Ex-Papa John’s chairman John Schnatter says he was tricked into using the N-word by a marketing firm during a conference call/training session in May.
Schnatter was forced to step down as chairman and CEO of Papa John’s after Forbes reported he used the racial epithet during a training call about avoiding public scandals after e complained that kneeling NFL players hurt his profits.
“Colonel Sanders called blacks ‘n—–s,'” Schnatter said, according to Forbes.
During an interview with a local radio station in Louisville, Schnatter accused Laundry Service, his former ad agency, of “promoting that vocabulary” during the call.
“They were promoting that kind of vocabulary, and they kept hitting it and I was like no, we’re not going to do that. That’s not what we’re about.'” Schnatter told WHAS.

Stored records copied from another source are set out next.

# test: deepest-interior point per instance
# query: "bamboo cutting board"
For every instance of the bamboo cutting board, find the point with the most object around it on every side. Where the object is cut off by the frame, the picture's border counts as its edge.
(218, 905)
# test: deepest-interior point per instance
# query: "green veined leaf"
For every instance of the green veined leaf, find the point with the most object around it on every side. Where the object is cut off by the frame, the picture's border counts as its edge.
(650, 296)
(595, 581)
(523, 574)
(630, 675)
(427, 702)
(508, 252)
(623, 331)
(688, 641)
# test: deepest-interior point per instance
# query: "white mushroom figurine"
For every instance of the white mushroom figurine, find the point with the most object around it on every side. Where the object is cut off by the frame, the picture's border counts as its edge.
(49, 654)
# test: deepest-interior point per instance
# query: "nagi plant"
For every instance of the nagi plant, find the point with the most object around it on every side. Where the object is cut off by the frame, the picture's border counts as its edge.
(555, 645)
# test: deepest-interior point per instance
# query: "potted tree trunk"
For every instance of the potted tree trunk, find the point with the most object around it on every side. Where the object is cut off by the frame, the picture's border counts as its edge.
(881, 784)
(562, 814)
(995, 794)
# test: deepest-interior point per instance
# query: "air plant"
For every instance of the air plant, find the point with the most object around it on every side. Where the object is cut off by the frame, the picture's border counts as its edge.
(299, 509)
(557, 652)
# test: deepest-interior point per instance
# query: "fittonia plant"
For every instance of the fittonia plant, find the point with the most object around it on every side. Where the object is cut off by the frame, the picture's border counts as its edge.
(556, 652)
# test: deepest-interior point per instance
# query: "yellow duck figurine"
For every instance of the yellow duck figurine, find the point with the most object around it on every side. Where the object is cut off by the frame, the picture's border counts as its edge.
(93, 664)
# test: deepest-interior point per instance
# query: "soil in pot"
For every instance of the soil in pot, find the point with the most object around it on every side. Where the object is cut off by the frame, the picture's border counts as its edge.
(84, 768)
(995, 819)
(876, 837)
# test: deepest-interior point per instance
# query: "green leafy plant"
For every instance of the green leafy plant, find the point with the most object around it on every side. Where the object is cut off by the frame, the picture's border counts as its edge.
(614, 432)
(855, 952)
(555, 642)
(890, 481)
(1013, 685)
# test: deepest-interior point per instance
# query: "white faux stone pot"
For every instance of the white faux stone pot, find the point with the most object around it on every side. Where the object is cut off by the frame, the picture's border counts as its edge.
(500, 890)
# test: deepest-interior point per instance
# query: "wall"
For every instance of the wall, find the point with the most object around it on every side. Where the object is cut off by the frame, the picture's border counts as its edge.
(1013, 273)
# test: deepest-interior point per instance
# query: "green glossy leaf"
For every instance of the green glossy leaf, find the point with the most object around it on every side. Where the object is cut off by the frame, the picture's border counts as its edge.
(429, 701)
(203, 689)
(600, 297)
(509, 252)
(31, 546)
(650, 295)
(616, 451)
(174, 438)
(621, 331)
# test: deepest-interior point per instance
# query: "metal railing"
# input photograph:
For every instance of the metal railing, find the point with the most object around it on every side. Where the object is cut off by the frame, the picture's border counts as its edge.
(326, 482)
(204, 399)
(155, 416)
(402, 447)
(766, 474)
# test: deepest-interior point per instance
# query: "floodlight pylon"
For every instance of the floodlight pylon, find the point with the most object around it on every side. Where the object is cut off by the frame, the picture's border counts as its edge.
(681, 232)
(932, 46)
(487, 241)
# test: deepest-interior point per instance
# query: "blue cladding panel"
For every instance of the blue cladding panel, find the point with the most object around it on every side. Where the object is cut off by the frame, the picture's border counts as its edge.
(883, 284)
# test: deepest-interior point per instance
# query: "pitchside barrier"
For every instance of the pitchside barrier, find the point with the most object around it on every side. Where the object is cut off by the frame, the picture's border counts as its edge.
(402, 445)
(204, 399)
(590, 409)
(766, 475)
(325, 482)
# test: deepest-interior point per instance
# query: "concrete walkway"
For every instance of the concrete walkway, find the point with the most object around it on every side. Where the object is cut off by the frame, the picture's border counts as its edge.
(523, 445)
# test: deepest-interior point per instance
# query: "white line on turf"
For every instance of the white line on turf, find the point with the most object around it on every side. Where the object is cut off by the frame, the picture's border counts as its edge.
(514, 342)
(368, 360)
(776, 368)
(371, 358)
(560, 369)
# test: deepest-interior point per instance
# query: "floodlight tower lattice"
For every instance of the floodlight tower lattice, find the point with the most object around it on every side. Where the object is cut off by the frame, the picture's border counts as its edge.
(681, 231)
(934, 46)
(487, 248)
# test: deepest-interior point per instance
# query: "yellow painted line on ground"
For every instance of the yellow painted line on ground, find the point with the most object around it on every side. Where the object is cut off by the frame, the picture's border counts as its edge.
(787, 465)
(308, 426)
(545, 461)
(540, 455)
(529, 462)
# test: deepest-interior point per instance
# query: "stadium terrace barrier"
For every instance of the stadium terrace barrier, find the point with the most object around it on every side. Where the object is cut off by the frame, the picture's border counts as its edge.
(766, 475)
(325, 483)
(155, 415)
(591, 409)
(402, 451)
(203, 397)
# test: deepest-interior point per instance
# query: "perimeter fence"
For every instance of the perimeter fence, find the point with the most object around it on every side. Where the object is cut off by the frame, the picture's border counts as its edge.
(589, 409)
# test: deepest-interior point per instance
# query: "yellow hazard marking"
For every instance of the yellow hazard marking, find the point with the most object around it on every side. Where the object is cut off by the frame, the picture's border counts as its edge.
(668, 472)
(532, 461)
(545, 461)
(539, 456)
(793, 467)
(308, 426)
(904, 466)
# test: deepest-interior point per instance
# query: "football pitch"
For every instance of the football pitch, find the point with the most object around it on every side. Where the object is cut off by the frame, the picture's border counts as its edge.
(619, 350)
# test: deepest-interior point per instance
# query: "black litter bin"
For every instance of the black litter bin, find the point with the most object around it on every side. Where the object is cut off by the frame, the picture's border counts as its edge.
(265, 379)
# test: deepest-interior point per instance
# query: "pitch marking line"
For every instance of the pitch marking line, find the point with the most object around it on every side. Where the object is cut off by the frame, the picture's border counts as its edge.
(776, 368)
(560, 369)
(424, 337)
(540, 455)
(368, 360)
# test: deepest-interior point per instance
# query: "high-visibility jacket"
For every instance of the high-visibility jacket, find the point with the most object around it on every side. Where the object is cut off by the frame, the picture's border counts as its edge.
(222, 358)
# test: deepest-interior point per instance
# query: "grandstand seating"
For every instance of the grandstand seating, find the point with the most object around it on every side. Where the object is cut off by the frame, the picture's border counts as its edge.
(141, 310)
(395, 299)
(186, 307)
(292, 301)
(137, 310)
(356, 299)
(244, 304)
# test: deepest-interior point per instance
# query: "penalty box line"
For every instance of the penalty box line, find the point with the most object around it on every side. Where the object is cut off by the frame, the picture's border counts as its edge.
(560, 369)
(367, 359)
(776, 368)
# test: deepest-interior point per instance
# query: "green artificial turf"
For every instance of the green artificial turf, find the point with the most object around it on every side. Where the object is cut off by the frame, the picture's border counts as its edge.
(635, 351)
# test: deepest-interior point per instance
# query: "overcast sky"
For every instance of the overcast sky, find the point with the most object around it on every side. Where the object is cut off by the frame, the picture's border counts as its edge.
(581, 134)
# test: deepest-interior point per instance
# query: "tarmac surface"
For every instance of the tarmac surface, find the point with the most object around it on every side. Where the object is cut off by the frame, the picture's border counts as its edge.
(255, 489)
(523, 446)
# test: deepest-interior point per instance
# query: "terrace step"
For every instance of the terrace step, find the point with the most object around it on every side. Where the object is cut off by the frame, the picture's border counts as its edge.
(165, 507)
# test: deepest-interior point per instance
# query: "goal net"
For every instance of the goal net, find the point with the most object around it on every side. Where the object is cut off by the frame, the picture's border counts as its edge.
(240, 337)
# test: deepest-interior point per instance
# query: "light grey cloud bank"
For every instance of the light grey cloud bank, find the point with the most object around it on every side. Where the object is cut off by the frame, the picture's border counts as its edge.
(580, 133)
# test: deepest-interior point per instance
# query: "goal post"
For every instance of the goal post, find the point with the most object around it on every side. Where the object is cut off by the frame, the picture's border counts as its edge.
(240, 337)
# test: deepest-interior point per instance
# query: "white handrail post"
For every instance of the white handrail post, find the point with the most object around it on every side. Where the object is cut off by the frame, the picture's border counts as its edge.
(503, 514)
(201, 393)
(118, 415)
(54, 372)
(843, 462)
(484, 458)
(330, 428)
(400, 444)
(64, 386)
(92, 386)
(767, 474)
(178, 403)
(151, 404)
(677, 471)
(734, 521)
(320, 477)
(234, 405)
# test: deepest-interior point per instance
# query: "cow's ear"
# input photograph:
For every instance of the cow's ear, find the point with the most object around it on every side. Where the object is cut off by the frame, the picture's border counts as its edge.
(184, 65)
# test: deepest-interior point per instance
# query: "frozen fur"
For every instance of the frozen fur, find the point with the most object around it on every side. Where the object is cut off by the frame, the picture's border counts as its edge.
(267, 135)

In another interview with Kentucky affiliate WLKY, Schnatter said the advertising firm tried to extort him for $6 million.
“If I don’t get my ‘f–king money, I’m going to bury the founder,” Schnatter claims an executive said. “They tried to extort us and we held firm, and they took what I said and ran to Forbes, and Forbes printed it and it went viral.”
Schnatter was forced out of the company he founded in a converted broom closet in the back of his father’s Jeffersonville, Indiana tavern in 1984. He was removed from pizza boxes and his name was removed from Louisville Stadium. He was also kicked out of the company’s Louisville headquarters.